La voz de mamá: «Niñitas, arréglense, que nos vamos a pasear»… «Chupaté-té-té, caminaba-ba una niña una niña en París…» Lucía y yo saltamos y cantamos, «resbaló, se cayó y en brazos del novio…» hasta llegar arriba. Miro la estatua de Belalcázar y papá dice que con su dedo está acusando a Cristo Rey. Pregunto de qué lo acusa, y Lucía me lo dice en secreto.
«… de Año Nuevo y Navidaaaad, Caracol con sus oyentes formula votos fervientes de paz y prosperidaaaad…», cantan en la radio, y papá silba contento. Quiero que el niño Dios me traiga una muñeca, pero tengo que portarme bien.
Olor a sancocho y a cilantro. La leña arde debajo de la olla mientras chapoteamos en el río. Me duelen los pies, porque no me puse los tenis y hay muchas piedras. «¡Miren lo que hago!», grita Clara montada en el columpio de vuelo que papá ha hecho en el árbol; vueltas y revueltas, y la margariteña y la cuzqueña… Y yo me quiero columpiar…
—¿Adónde vas?
—…
—Así que no quieres contestar.
—…
—De aquí no vas a salir nunca, ¿me oyes? No pienso dejarte.
—
«Navidad, Navidad, llegó Navidad, alegría, alegría…»

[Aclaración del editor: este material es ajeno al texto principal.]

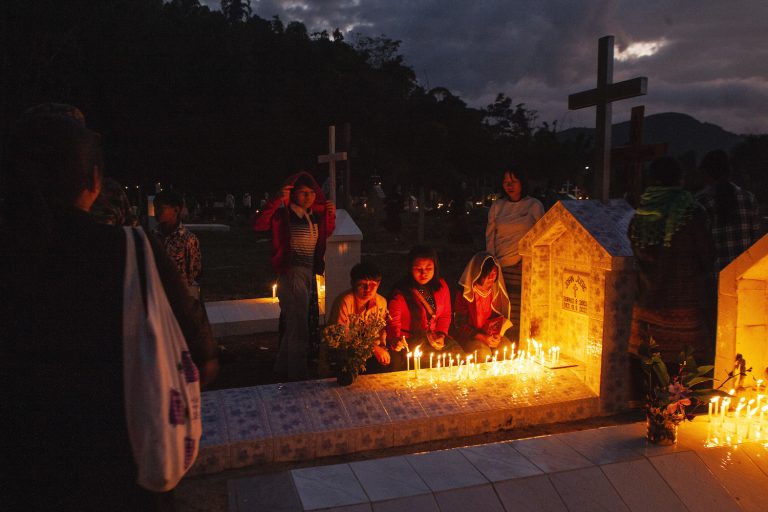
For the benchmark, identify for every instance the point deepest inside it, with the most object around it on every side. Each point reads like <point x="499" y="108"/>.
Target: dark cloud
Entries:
<point x="712" y="66"/>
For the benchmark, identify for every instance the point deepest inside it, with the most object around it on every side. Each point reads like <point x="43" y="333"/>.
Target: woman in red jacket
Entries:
<point x="420" y="307"/>
<point x="300" y="220"/>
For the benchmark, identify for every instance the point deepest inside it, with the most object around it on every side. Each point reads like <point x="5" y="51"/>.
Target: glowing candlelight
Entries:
<point x="417" y="359"/>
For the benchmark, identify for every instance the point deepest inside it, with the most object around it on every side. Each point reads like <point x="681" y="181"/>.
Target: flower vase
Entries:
<point x="661" y="430"/>
<point x="345" y="378"/>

—¿Te haces la idiota? He dicho que de aquí no sales.
—
«Navidad, Navidad, llegó Navidad, alegría, alegría…»
—¿Sigues cantando? ¿No te importa?
Sobre la ciudad continuaba cayendo una lluvia incesante y la Comune di Firenze prevenía a los ciudadanos sobre el posible desbordamiento del río. Las obras de arte que corrían algún riesgo fueron evacuadas y puestas a salvo. Se hablaba de la posibilidad de que se repitiera el desastre de aquel noviembre de 1966 y la gente se preparó para lo peor, pero el Arno resistía sin desbordarse.
Lívido se consumía. Seguía esperándola cada tarde a las siete. Después del beso, no había vuelto a aparecer. Trataba de encontrarle algún sentido a su larga e inexplicable ausencia. Pensaba en todo lo que le había dicho Sabatini, en su trastorno de personalidad, en los libros que había leído de ella, en la pérdida de su marido y de su hija, en el revólver y, sobre todo, pensaba en lo que ambos habían sentido aquella noche.
Releía los libros que sus manos habían tocado, los olía y repasaba con devoción, tratando de imaginarla, buscando entre líneas la clave de su ausencia.
Soñar sin llegar a soñar nada concreto. Sentir sin alcanzar la cima del sentir. Querer sin que aquello le rozara. Necesitaba verla. No podía sufrir más otro sufrimiento. ¿Estaba condenado a la desgracia? ¿Era él el elegido del dolor?
Después de un sinnúmero de conjeturas, al final acabó atribuyéndoselo todo a la lluvia.
Era imposible que la vida lo fuera a castigar dos veces con la misma historia. Llamó a Sabatini con una excusa y al final preguntó por ella; el catedrático le confirmó que tampoco había vuelto a las clases.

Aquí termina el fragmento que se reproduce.